Batch Clean Fields in Boilerplate Database
Source:R/boilerplate_batch_edit_functions.R
boilerplate_batch_clean.Rd
This function allows batch cleaning of text fields by removing or replacing specific characters or patterns across multiple entries in a boilerplate database.
Usage
boilerplate_batch_clean(
db,
field,
remove_chars = NULL,
replace_pairs = NULL,
trim_whitespace = TRUE,
collapse_spaces = FALSE,
target_entries = NULL,
exclude_entries = NULL,
category = NULL,
recursive = TRUE,
preview = FALSE,
confirm = TRUE,
quiet = FALSE
)
Arguments
- db
List. The database to clean (can be a single category or unified database).
- field
Character. The field to clean (e.g., "reference", "description").
- remove_chars
Character vector. Characters to remove (e.g., c("@", "", "")).
- replace_pairs
List. Named list for replacements (e.g., list(" " = "_")).
- trim_whitespace
Logical. Whether to trim leading/trailing whitespace.
- collapse_spaces
Logical. Whether to collapse multiple spaces to single space.
- target_entries
Character vector. Entries to clean. Can be:
Specific entry names (e.g., c("ban_hate_speech", "born_nz"))

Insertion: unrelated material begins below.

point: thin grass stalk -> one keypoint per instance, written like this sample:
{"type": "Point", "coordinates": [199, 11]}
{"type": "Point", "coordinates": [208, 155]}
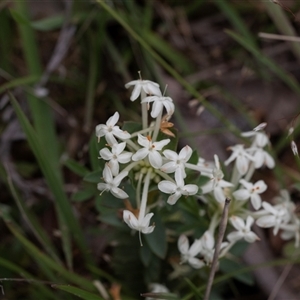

Patterns with wildcards (e.g., "anxiety*")
"all" to clean all entries
NULL to clean all entries with the specified field
- exclude_entries
Character vector. Entries to exclude from cleaning. Can use specific names or wildcard patterns like target_entries
- category
Character. If db is unified, specifies which category to clean.
- recursive
Logical. Whether to search recursively through nested structures.
- preview
Logical. If TRUE, shows what would be changed without making changes.
- confirm
Logical. If TRUE, asks for confirmation before making changes.
- quiet
Logical. If TRUE, suppresses non-essential messages.
Examples
if (FALSE) { # \dontrun{
# Remove @, [, and ] from all references
unified_db <- boilerplate_batch_clean(
db = unified_db,
field = "reference",
remove_chars = c("@", "[", "]"),
category = "measures"
)
# Clean all entries EXCEPT specific ones
unified_db <- boilerplate_batch_clean(
db = unified_db,
field = "reference",
remove_chars = c("@", "[", "]"),
exclude_entries = c("forgiveness", "special_measure"),
category = "measures"
)
# Clean specific entries only
unified_db <- boilerplate_batch_clean(
db = unified_db,
field = "reference",
remove_chars = c("@", "[", "]"),
target_entries = c("ban_hate_speech", "born_nz"),
category = "measures"
)
# Clean all entries starting with "emp_" except "emp_special"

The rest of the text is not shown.